Quant à l’existence d’un doute sérieux sur la légalité de la décision contestée :
6.
En l’état de l’instruction, le moyen tiré de ce que la décision attaquée méconnaît les stipulations de l’article 8 de la convention européenne de sauvegarde des droits de l’homme et des libertés fondamentales est propre à créer un doute sérieux quant à la légalité de la décision attaquée.
7.
Les deux conditions posées par l’article L. 521-1 du code de justice administrative étant remplies, il y a lieu de prononcer la suspension de l’exécution de la décision par laquelle le renouvellement de son titre de séjour a été implicitement refusée à Mme B…, jusqu’à ce qu’il soit statué au fond sur sa légalité.
Sur les conclusions à fin d’injonction et astreinte :
8.
Aux termes de l’article L. 511-1 du code de justice administrative : « Le juge des référés statue par des mesures qui présentent un caractère provisoire. Il n’est pas saisi du principal et se prononce dans les meilleurs délais ».
9.
Dans les circonstances de l’espèce, eu égard aux motifs de la présente ordonnance et en application des dispositions précitées de l’article L. 511-1 du code de justice administrative, il y a seulement lieu d’enjoindre au préfet des Hauts-de-Seine de réexaminer la situation de Mme B… dans un délai d’un mois à compter de la notification de la présente ordonnance et de lui délivrer sous dix jours, dans cette attente, une autorisation provisoire de séjour l’autorisant à travailler valable jusqu’à ce qu’il soit statué sur la requête au fond ou jusqu’à l’adoption d’une nouvelle décision sur son droit au séjour. Il y a lieu d’assortir cette injonction d’une astreinte de 50 euros par jour de retard.

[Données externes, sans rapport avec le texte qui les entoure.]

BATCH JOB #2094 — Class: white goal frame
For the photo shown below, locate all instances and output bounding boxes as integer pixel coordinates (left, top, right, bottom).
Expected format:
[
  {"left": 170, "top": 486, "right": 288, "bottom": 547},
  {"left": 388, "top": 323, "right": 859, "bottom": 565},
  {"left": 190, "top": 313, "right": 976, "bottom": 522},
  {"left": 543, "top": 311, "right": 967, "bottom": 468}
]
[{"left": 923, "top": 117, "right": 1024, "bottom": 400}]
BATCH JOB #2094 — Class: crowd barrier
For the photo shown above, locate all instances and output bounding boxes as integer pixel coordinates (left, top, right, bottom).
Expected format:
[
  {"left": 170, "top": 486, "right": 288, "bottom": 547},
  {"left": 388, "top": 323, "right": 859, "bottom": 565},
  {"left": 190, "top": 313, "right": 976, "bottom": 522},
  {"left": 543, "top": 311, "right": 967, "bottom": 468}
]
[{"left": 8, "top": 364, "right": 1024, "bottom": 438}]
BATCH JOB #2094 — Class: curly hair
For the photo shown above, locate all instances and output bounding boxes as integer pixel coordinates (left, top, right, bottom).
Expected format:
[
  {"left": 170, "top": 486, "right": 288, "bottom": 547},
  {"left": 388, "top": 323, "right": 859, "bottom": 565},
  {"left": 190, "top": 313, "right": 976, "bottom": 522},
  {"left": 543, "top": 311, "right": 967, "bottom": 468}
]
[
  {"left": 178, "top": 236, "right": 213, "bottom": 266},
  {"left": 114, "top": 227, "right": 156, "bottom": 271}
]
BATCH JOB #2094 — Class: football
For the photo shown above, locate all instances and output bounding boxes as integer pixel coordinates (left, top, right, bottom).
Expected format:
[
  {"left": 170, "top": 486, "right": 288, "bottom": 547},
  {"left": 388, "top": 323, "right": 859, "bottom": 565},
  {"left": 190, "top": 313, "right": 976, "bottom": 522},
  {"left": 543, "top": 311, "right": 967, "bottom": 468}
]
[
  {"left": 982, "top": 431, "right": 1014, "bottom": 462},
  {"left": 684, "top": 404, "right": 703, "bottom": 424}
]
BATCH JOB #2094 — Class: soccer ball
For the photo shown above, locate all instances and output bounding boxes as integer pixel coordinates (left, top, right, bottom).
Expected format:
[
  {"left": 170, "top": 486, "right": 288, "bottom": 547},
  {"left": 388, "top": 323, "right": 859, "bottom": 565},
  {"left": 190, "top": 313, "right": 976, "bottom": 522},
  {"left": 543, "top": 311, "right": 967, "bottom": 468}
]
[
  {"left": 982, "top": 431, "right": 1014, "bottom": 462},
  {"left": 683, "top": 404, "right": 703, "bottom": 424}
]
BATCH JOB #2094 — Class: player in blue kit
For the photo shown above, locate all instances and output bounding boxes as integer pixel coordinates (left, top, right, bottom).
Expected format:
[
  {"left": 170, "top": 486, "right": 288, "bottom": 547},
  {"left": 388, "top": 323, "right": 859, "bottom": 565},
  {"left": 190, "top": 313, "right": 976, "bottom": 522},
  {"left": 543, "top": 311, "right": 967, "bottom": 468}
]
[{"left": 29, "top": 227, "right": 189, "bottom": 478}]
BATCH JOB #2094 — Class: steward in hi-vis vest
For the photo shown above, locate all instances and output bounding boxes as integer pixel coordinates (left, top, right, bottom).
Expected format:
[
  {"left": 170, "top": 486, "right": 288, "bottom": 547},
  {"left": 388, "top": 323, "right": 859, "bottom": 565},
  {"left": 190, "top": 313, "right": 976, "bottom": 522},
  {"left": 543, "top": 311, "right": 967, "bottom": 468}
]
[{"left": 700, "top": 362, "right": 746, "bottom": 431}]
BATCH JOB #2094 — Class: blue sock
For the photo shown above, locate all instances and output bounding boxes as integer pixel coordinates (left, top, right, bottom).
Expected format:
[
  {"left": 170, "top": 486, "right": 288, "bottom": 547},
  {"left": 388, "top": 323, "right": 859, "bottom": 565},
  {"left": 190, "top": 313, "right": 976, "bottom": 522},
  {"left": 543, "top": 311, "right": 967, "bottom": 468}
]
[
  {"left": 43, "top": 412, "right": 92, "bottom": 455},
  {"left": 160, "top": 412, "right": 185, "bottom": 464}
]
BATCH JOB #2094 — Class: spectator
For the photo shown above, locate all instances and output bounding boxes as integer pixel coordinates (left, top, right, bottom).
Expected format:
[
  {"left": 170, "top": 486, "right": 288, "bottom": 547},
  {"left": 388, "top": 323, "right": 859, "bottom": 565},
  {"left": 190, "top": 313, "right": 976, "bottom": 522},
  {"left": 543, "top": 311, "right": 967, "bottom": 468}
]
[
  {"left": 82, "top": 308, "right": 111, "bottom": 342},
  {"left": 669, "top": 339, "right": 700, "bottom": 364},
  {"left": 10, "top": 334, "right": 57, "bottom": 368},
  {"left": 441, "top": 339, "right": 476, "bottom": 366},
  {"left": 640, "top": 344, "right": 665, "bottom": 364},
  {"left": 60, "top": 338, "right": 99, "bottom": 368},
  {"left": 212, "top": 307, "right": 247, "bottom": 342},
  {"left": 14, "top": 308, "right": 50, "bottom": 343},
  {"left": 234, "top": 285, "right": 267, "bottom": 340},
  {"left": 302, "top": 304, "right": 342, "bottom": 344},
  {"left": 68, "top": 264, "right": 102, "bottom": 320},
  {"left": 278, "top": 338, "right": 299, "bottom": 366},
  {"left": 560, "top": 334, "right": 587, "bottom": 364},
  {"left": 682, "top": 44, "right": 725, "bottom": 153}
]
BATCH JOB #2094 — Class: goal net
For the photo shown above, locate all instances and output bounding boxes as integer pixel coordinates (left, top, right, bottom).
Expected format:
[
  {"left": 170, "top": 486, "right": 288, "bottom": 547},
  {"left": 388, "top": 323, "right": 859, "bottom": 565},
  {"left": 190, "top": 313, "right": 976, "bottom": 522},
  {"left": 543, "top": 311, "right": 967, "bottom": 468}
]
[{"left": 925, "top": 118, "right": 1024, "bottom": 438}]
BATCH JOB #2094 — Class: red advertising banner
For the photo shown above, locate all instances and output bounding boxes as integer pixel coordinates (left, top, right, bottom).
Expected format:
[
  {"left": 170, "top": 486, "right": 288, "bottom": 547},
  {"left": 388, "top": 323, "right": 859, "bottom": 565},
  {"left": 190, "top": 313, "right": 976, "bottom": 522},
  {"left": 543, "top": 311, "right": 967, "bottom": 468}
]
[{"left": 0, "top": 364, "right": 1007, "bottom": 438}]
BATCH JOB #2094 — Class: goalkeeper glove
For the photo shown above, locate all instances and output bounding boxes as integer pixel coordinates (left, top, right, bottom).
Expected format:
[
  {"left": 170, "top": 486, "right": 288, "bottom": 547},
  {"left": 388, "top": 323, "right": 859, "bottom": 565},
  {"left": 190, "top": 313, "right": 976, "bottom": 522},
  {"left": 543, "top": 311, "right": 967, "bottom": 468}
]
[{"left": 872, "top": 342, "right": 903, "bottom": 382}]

Sur les frais liés au litige :
10.
Dans les circonstances de l’espèce, il y a lieu de mettre à la charge de l’Etat la somme de 1 500 euros sur le fondement des dispositions de l’article L. 761-1 du code de justice administrative.
ORDONNE :
Article 1er r : L’exécution de la décision par laquelle le préfet des Hauts-de-Seine a implicitement refusé de renouveler le titre de séjour de Mme B… est suspendue jusqu’à ce qu’il soit statué au fond sur sa légalité.

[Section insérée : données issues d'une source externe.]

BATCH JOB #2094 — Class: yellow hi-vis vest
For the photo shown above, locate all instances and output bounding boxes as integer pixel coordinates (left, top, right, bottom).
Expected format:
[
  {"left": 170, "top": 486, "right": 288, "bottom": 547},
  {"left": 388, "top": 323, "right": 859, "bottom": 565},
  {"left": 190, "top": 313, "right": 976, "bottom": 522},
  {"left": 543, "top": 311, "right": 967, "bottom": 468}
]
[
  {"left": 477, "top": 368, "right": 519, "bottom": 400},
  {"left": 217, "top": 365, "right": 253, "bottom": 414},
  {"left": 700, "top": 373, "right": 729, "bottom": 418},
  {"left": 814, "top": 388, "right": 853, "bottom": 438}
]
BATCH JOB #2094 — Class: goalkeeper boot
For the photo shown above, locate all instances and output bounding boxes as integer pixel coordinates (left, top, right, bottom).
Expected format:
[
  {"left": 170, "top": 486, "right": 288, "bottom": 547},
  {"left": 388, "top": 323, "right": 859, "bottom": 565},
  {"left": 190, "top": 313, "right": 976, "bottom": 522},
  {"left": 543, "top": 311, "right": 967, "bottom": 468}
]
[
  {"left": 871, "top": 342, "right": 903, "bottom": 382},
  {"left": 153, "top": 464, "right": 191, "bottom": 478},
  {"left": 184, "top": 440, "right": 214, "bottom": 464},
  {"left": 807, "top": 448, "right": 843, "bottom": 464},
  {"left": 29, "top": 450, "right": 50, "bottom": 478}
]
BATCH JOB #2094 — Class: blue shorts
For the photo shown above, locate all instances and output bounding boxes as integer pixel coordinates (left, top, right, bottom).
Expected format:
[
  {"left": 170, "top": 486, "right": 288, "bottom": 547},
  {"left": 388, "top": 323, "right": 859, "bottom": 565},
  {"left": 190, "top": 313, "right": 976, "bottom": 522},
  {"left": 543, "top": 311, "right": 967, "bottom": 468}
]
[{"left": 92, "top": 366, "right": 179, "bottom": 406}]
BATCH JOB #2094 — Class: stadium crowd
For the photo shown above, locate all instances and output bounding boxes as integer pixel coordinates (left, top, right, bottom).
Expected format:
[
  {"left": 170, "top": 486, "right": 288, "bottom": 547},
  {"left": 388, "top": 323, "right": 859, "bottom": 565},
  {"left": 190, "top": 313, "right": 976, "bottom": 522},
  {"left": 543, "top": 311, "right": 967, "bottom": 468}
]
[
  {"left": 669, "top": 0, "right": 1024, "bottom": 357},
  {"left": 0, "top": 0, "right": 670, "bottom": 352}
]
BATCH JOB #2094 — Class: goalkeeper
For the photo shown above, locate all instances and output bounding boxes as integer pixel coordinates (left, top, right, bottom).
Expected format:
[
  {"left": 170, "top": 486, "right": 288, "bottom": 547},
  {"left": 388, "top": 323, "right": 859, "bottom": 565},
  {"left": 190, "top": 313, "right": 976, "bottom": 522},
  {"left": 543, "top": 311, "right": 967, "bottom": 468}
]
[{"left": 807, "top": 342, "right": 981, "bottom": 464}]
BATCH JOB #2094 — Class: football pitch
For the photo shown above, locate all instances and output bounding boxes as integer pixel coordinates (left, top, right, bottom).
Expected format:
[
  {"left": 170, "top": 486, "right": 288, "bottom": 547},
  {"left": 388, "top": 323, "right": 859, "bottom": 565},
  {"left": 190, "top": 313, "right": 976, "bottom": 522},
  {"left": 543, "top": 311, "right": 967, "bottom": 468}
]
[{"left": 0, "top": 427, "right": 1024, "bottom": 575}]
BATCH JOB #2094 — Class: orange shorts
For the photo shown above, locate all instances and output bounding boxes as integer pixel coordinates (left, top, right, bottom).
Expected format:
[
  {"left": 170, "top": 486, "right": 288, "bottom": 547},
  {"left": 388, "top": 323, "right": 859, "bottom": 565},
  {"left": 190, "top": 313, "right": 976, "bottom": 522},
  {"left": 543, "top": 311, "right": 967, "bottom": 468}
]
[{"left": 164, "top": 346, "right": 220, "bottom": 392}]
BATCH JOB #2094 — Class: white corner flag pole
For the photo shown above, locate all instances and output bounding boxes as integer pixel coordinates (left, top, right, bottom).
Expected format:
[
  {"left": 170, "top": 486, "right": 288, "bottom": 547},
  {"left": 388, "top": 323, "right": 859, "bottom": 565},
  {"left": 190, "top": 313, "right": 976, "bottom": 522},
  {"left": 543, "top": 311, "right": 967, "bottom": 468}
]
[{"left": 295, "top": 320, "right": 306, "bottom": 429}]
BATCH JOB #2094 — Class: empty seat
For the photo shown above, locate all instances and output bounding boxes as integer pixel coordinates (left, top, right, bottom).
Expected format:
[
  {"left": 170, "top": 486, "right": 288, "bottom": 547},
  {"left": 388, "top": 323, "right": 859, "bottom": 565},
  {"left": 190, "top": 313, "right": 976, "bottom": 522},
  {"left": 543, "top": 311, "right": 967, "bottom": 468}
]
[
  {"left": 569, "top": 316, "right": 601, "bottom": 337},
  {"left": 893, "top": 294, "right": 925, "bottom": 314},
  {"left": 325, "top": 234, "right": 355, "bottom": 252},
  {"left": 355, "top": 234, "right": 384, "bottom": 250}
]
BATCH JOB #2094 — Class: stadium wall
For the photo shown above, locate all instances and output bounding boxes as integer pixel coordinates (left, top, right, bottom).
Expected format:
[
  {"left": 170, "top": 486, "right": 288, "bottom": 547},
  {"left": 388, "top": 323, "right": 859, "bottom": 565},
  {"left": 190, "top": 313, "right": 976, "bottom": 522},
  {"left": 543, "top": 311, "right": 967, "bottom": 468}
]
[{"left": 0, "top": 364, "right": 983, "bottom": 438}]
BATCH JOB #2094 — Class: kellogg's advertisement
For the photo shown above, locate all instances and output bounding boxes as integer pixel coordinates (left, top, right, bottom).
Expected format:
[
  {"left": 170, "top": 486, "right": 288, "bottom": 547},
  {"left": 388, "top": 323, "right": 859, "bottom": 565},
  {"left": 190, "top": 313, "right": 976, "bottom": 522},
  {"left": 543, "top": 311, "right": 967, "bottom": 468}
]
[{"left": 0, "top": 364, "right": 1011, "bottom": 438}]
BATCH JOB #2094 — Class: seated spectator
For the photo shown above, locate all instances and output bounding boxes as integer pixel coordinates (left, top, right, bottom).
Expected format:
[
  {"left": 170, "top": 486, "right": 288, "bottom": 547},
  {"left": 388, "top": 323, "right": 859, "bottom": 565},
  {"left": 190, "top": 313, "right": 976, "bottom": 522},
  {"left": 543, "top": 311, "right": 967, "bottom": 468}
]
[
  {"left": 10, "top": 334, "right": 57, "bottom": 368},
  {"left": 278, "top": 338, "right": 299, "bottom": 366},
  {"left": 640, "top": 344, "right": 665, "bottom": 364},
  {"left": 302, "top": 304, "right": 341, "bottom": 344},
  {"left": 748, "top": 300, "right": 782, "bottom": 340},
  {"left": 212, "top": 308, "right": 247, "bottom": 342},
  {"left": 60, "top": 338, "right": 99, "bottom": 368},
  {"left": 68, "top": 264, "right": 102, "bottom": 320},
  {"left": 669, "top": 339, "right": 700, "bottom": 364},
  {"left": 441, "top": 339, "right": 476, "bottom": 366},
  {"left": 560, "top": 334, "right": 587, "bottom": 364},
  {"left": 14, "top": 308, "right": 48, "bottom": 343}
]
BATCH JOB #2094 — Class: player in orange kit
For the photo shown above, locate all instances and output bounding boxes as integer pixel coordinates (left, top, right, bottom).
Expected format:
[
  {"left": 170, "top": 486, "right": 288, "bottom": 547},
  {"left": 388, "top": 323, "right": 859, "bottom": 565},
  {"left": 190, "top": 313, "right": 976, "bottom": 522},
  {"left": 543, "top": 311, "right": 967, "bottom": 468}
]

Article 2 : Il est enjoint au préfet des Hauts-de-Seine de réexaminer la situation de Mme B… dans un délai d’un mois à compter de la notification de la présente ordonnance et de lui délivrer sous dix jours, dans cette attente, une autorisation provisoire de séjour l’autorisant à travailler valable jusqu’à ce qu’il soit statué sur la requête au fond ou jusqu’à l’adoption d’une nouvelle décision sur son droit au séjour, sous astreinte de 50 euros par jour de retard.
Article 3 : L’Etat versera à Mme B… la somme de 1 500 euros au titre de l’article L. 761-1 du code de justice administrative.
Article 4 : Les conclusions de la requête de Mme B… sont rejetées pour le surplus.
Article 5 : La présente ordonnance sera notifiée à M. A… B… et au ministre de l’intérieur.
Copie en sera adressée au préfet des Hauts-de-Seine.
Fait à Cergy, le 18 novembre 2025.
La juge des référés,
Signé
C. Cordary
La République mande et ordonne au ministre de l’intérieur en ce qui le concerne ou à tous commissaires de justice à ce requis en ce qui concerne les voies de droit commun, contre les parties privées, de pourvoir à l’exécution de la présente décision.